I really like Introduction to Model Theory by David Marker. It starts from scratch and has a lot of algebraic examples.

For a free alternative, Peter L. Clark has posted his notes Introduction to Model Theory on his website. He says no prior knowledge of logic is assumed and the applications are primarily in the areas of Algebra, Algebraic Geometry and Number Theory.

You could give Bruno Poizat's A Course in Model Theory a try.

If you are feeling particularly ambitious, perhaps Model Theory and Algebraic Geometry (E. Bouscaren, ed.), which intends to gives an introduction to certain concepts in the interplay of model theory and algebraic geometry, with a view to an exposition of Hrushovski's proof of the geometric Mordell-Lang Conjecture. If nothing else, this work should give an idea of what concepts of model theory have found application in algebraic geometry (at least in the aforementioned proof), which should give you an idea of perhaps what topics to look for in a model theory text.

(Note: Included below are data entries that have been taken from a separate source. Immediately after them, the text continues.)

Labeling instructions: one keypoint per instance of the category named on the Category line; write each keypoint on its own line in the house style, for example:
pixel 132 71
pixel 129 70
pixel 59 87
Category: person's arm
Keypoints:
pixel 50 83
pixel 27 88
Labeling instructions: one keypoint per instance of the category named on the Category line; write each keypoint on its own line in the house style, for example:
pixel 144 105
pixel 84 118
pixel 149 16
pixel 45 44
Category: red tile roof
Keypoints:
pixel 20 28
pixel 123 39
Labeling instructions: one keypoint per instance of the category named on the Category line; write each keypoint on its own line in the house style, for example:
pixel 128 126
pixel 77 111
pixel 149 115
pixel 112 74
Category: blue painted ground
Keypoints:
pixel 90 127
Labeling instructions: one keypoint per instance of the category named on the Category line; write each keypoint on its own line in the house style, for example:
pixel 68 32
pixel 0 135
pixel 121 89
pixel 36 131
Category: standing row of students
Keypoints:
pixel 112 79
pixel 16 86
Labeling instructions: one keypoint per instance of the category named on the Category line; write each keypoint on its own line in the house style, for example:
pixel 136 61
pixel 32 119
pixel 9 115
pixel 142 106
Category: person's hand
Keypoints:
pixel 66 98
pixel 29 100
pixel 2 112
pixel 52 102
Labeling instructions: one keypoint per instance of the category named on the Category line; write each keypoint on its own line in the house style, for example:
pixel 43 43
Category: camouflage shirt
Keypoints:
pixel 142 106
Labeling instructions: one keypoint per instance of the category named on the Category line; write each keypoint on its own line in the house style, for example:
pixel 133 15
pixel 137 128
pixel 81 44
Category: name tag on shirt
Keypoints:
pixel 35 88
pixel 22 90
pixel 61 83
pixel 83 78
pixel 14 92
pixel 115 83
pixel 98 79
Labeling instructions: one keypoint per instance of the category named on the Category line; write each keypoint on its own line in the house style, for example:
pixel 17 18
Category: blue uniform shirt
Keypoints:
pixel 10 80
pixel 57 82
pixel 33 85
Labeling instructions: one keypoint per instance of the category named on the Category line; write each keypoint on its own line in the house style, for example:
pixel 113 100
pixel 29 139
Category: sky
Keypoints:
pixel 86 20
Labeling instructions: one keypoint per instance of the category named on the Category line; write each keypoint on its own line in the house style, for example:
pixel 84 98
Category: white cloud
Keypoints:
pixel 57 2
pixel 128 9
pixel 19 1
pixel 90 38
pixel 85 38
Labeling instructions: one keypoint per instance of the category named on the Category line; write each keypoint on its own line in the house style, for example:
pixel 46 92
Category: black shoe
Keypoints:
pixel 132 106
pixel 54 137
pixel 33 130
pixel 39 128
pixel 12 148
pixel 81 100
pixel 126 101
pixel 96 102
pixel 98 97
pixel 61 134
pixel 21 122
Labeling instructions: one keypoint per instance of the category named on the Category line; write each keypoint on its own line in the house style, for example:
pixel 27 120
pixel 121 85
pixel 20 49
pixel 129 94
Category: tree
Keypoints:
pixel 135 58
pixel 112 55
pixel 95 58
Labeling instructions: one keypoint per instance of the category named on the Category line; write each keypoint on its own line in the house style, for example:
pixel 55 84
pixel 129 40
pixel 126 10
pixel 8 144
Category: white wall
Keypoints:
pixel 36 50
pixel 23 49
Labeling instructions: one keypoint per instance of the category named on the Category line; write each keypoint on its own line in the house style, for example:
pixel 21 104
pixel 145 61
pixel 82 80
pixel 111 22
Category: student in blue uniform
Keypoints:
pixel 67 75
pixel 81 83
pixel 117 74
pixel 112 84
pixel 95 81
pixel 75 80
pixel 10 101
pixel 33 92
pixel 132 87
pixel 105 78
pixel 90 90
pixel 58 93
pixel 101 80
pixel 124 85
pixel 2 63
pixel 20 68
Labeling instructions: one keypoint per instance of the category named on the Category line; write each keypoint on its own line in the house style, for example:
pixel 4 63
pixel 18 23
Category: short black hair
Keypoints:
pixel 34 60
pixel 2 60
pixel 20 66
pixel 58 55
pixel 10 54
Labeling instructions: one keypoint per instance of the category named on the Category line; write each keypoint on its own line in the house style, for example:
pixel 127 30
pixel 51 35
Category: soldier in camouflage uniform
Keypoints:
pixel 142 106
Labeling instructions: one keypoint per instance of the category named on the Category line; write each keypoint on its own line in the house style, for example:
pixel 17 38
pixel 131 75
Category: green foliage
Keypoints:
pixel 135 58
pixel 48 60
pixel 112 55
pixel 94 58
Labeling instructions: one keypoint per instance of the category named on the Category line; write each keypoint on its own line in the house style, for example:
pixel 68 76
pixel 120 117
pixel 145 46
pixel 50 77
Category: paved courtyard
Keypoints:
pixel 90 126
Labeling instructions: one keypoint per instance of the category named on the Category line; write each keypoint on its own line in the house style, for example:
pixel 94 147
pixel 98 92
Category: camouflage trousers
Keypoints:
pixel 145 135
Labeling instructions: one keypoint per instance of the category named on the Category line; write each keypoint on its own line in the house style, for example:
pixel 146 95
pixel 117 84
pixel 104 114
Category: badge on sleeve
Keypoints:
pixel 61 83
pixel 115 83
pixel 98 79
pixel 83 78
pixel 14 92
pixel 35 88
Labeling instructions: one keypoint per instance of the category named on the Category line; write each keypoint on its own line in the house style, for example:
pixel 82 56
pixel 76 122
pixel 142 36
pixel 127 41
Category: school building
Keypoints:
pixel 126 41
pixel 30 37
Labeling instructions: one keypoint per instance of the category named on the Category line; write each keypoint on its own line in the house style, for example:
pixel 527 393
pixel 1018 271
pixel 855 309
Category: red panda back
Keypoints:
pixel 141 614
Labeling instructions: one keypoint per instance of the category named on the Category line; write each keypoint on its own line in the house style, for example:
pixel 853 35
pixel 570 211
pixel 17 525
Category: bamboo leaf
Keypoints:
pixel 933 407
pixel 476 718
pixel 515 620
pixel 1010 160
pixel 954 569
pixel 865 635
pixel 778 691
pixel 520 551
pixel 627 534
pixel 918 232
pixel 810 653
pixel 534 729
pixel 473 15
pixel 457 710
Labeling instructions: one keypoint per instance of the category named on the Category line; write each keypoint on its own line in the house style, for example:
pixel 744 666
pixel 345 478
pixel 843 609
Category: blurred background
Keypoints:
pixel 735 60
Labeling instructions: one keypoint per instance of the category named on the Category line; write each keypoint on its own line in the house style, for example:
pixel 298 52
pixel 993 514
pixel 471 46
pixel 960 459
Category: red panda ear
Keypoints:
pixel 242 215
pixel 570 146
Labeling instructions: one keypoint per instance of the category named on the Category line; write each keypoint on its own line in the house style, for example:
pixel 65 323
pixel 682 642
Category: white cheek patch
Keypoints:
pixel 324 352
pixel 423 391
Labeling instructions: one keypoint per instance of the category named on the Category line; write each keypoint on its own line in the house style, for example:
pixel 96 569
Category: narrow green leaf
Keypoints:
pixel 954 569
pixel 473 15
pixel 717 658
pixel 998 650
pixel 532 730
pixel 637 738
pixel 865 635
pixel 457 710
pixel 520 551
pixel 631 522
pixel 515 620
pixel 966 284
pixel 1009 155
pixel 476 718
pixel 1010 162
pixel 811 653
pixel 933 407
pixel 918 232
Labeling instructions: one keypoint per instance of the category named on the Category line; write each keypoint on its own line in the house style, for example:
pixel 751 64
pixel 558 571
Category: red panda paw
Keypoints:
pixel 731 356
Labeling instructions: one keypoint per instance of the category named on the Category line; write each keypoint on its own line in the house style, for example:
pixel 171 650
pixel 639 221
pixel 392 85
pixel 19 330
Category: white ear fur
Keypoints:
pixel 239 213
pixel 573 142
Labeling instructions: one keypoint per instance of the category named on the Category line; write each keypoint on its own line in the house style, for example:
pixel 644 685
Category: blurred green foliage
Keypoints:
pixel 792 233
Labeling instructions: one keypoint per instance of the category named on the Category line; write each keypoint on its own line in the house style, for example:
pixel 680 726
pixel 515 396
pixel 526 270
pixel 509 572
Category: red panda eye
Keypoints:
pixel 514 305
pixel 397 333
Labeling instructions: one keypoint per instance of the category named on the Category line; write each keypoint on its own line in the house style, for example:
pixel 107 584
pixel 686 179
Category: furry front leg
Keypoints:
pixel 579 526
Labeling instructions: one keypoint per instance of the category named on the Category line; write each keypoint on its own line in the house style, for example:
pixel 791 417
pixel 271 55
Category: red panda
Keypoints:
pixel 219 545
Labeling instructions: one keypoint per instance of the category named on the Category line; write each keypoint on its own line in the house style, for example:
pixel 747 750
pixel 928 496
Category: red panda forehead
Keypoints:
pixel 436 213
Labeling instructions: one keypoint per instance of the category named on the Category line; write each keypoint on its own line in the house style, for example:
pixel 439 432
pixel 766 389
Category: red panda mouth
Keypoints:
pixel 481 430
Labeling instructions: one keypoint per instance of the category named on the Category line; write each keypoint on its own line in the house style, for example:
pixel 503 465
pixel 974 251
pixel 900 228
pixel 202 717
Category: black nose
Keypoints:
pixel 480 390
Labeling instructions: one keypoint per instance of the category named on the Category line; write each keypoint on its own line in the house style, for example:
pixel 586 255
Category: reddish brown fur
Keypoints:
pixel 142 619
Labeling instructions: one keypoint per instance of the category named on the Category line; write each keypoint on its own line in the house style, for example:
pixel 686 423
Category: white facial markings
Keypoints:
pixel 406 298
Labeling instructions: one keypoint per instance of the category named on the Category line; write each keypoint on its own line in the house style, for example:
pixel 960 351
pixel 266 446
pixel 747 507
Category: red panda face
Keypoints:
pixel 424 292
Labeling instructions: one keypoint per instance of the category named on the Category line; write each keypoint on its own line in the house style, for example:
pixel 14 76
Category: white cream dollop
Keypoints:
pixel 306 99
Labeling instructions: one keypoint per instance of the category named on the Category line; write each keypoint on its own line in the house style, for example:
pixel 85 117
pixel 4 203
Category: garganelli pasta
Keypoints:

Besides Marker, for basic model theory I also recommend Barwise's compilation "Handbook of mathematical logic", Chang, Keisler & Troelstra's "Model theory" and Wilfrid Hodges' "Model theory" (he's also written "A shorter model theory", but I haven't seen it.).

However, I've only ever used them as reference, not as an actual textbook, so I can't guarantee their quality as such.